As it happens, 58 years ago it was 1945, the year of the United Nations' founding. Whatever one might think of the U.N., one certainly cannot fault the men who started it for having failed to foresee how it would become a threat to world peace and an obstacle to American action today. [James Taranto, "Best of the Web Today," 5/1/03]
Yes one can fault them, James--that's what principles are for; anyone who had grasped the proper principles would have foreseen it, and Ayn Rand did foresee it.
May 1, 2003 | Dollars & Crosses
While vouchers are routinely supported by 65% of urban residents, support levels are barely half that amount in the suburbs. Voucher proponents have grown increasingly frustrated with this resistance, and have yet to acknowledge that suburban resistance to choice is entirely reasonable and unlikely to be nagged away.
Families that purchase homes in good suburban school districts typically do so, in large part, because of the "seat license" it confers in the local schools. Choice-based reforms, on the other hand, allow students to attend schools where their family hasn't "bought" a seat....
Those who own homes in districts with good schools risk losing tens or even hundreds of thousands of dollars in home equity, may no longer be able to assure their children services they had purchased, and will find that local schools may no longer enjoy first crack at quality teachers or provide as uniformly desirable a peer group. [Frederick Hess, New York Sun, 4/30/03]
Well, maybe; the whole argument is on the premise that people are entitled to an education at someone else's expense. Vouchers are a mechanism for public funding of private schools. This effectively subjects them to all the strings that are tied to institutions that receive public money--vouchers will eventually bring private education down to the level of public education. Nor do vouchers address the fundamental moral issue that individuals have no right to demand that someone else pay for educating their children. Having children is a choice. If a couple can't afford to support children, then they shouldn't go having children; they have no right to make that choice and then force someone else to bear the costs.

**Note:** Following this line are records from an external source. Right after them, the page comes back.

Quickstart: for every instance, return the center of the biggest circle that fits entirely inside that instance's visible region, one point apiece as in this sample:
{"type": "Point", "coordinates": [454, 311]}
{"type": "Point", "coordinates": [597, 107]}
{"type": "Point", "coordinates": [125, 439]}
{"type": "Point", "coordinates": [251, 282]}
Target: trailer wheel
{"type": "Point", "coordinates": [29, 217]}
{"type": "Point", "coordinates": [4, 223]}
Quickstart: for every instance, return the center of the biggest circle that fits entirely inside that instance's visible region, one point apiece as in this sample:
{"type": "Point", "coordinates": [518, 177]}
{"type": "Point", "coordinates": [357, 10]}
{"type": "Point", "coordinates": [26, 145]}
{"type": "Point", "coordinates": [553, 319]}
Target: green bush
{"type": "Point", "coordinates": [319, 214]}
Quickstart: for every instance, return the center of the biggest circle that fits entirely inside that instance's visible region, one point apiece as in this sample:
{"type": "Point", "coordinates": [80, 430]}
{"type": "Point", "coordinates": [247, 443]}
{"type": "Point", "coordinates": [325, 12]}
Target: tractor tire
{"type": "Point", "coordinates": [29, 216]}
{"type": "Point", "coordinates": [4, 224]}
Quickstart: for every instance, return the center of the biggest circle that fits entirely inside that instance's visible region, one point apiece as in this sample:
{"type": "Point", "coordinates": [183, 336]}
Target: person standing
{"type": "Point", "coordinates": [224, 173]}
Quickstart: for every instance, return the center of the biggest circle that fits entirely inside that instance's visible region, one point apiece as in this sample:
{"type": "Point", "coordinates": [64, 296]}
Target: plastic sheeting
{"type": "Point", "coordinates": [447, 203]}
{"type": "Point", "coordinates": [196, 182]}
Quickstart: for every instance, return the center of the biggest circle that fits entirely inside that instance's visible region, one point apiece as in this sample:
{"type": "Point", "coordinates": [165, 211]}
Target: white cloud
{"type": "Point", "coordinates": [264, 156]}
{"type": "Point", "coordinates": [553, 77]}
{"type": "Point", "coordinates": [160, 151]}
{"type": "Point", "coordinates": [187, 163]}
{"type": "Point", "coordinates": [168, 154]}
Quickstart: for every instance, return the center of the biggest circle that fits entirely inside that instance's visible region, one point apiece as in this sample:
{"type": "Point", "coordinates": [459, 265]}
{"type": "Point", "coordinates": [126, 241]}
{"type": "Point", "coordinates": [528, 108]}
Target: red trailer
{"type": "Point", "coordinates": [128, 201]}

Real education reform would institute tuition tax credits, whereby individuals spend their own money on education and their taxes are decreased by that amount. Of course, such a plan doesn't have the "altruistic" justification of sacrificing some members of society for the sake of the poor--but the notion that the poor are entitled to an education at public expense is a big reason why we're in this mess to begin with.May 1, 2003 | Dollars & Crosses, Dollars & Crosses 2
Americans are already used to socialist celebrities prancing about the country lamenting the fact that "regular people" don't care about the inane viewpoints of someone who once played a smart person on television. But now, they're telling those "regular people" to shut-up, and they're threatening to petition Uncle Sam (the guy with all of those banned "assault weapons") if America doesn't comply.In a letter dated 28 April 2003, the William Morris Agency sent a "cease-and-desist" letter to the "Boycott Hollywood" website. Apparently, some of William Morris' clients don't like what those regular folk have to say about them.Rumors that Susan Sarandon is petitioning to modify the first amendment to read "the famous people" are entirely unsubstantiated, but I don't mind spreading them anyway.[Because the Boycott Hollywood website may soon go offline, a copy of the William Morris letter can be found here. And yes, the server is slow. Just deal.]